Chapitre 23 – La mission
Mikasa était encore assoupie lorsqu'elle sentit une caresse dans sa nuque. Le Caporal effleurait sa peau du bout des doigts.
- Mikasa ?
- Hmm ?...
- Il faut que j'm'en aille.
La brune se retourna et plongea ses yeux ébènes encore plein de sommeil dans ceux de son supérieur.
- Et depuis quand vous me réveillez quand vous quittez la chambre, Caporal ?
- C'est différent.
Il était hésitant, il ne savait comment allait réagir sa protégée, mais il se doutait que la nouvelle ne serait pas accueillie avec joie. Il avait repoussé la conversation, encore et encore, mais il ne le pouvait plus à présent. Il se leva et inspira un bon coup avant de continuer :
- On m'a affecté une mission spéciale, je pars pour plusieurs jours. En fait, je sais pas quand je vais rentrer.

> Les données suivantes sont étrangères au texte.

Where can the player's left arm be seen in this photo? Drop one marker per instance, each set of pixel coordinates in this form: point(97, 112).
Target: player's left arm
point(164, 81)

A ces mots, la jeune femme bondit hors des bras de Morphée, les yeux écarquillés tant par la surprise que par la peur.
- QUOI ?! Non ! hurla-t-elle en saisissant le soldat par l'avant-bras. Depuis quand tu le sais ? C'est quoi cette mission ? Tu vas me laisser là ?!
- Je suis désolé, je...
Elle entra dans une sorte de transe, ses yeux ne fixaient plus rien ni personne et elle tiraient sur ses pauvres doigts frénétiquement.
- Non, non, non, tu ne peux pas me faire ça, tu ne pas me laisser seule !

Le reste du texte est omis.